Il n’est pas bon que l’homme soit seul

 solitude

 

par Marie-Christine FAVE

 

 

 

« Rentrer le soir et ne pas pouvoir parler de ma journée avec quelqu’un… C’est dur ! explique R.. J’ai besoin d’amis. Il faut que je donne, que je construise. Je ne peux pas vivre sans relationnel. »

 

 

Besoin de relations

 

« L‘Eternel Dieu dit : II n’est pas bon que l’homme soit seul ; je lui ferai une aide qui sera son vis-à-vis. » (Gn 2 :18). On cite plus souvent cette déclaration à propos du mariage à cause de la deuxième partie.
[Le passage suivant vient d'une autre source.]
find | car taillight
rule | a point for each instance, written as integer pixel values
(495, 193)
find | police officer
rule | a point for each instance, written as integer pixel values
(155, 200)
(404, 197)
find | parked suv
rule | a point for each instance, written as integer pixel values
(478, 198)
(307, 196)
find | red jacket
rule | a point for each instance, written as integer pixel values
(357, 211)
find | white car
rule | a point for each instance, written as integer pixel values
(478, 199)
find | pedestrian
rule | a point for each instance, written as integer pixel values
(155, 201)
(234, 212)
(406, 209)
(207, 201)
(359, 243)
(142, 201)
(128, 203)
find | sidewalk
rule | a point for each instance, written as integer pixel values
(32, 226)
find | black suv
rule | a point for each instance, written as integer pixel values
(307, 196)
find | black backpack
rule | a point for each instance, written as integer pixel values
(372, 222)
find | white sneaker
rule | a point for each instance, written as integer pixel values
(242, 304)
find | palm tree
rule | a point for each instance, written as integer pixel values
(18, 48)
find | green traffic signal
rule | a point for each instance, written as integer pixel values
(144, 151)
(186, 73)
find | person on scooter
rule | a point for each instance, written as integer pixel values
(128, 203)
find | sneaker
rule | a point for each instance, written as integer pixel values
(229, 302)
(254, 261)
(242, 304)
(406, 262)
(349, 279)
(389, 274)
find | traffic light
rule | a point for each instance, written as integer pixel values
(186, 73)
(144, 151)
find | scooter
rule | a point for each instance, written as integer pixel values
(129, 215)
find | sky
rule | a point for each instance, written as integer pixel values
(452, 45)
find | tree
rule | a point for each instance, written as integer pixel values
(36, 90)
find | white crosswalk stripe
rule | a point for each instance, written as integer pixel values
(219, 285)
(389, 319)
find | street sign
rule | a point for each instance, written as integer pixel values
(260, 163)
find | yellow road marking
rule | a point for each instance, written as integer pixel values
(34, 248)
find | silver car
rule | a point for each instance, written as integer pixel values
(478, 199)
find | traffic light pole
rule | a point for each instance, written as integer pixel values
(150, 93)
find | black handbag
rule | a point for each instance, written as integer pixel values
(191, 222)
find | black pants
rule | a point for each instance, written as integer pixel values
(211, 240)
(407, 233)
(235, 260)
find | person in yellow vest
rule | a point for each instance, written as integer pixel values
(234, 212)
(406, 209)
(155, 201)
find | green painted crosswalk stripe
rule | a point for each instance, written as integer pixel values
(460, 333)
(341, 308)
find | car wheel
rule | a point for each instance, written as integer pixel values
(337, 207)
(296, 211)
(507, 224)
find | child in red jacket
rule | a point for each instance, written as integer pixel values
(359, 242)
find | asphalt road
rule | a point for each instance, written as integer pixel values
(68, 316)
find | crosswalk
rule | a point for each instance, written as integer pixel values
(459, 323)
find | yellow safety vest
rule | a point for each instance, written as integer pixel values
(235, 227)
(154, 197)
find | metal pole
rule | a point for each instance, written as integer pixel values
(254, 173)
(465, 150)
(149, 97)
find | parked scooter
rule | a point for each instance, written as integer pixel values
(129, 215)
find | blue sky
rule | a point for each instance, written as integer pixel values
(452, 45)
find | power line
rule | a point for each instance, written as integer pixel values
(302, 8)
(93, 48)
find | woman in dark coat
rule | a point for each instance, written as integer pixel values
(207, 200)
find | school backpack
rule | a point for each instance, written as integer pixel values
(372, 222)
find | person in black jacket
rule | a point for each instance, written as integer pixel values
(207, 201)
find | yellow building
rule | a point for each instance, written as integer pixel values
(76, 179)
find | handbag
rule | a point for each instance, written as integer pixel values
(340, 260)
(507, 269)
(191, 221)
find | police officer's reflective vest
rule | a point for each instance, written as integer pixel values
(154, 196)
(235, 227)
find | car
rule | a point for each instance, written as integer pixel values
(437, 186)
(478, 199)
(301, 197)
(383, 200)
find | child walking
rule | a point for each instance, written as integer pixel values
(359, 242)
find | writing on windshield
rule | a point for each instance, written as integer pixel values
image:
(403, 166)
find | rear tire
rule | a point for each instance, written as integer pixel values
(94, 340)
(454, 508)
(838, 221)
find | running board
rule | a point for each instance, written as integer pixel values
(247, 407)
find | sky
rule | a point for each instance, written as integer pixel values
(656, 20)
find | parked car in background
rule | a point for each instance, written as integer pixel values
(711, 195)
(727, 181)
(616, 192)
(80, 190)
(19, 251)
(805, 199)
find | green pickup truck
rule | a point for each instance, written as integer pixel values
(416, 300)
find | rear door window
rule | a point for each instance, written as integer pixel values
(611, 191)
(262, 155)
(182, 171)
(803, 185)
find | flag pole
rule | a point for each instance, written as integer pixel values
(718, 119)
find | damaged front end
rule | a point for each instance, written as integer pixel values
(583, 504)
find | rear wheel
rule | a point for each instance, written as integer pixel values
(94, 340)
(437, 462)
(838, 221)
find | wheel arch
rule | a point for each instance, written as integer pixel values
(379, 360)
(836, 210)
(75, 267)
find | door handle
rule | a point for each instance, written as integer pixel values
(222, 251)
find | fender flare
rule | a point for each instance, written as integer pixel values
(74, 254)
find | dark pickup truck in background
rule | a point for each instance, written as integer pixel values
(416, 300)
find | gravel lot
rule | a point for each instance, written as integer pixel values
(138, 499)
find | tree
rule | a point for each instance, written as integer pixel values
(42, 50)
Néanmoins, elle commence par un principe général énoncé par le Créateur lui-même. Ce constat est donné avant la chute, alors qu’Adam jouissait de la communion avec Dieu. C’est le premier « II n’est pas bon … » alors que le regard de Dieu sur sa création s’exprimait ainsi : « c’était très bon. » (voir Gn 1:31). Personne ne    pourrait mieux connaître le fonctionnement humain que Celui qui l’a créé.

 

L’homme n’est pas fait pour être seul : il a besoin de Dieu. Il a aussi besoin de relations profondes avec ses semblables. Par les trois témoignages suivants, trois personnes qui ont souhaité garder l’anonymat, un homme (H.) et deux femmes (R. et E), tous trois célibataires et bien engagés dans leurs assemblées respectives, le formulent chacun à sa manière :

 

« Dès qu’il n’y a pas d’entourage, il y a un cri, une souffrance. On a besoin d’amis, d’écoute. Je vivais cette solitude de façon moins forte avant de déménager. Je fréquentais une église plus petite. C’était moins difficile de rencontrer les autres. Je comptais pour une famille et ils comptaient pour moi. » (H.)

 

« La solitude ne m’a pas pesé pendant longtemps grâce au Seigneur, et au réseau relationnel. Par contre, ces dernières années, j’ai senti ce poids de solitude, j’ai vécu des moments de crise avec des sentiments forts de solitude. (F) De son côté, R. souligne elle aussi « un sentiment de solitude. Tu as du mal à t’en séparer, même si tu invites chez toi. »

 

Un peu décourageant, tout cela ? Les personnes citées ci-dessus mentionnent bien sûr des hauts et des bas, et puis « ça dépend des moments. » Pour R., « sans le Seigneur, ce serait la déprime. L’espérance m’aide à vivre le célibat. » F ressent maintenant que « s’il y avait quelqu’un à côté de moi, j’avancerais mieux. Ce n’est pas facile d’être seule à devoir tout gérer, s’organiser sans cesse. »

 

 

Et l’église locale ?

 

Comment nos assemblées accueillent-elles les personnes seules ? Comment les aident-elles à s’intégrer, à trouver leur place ? Comment les considèrent-elles ?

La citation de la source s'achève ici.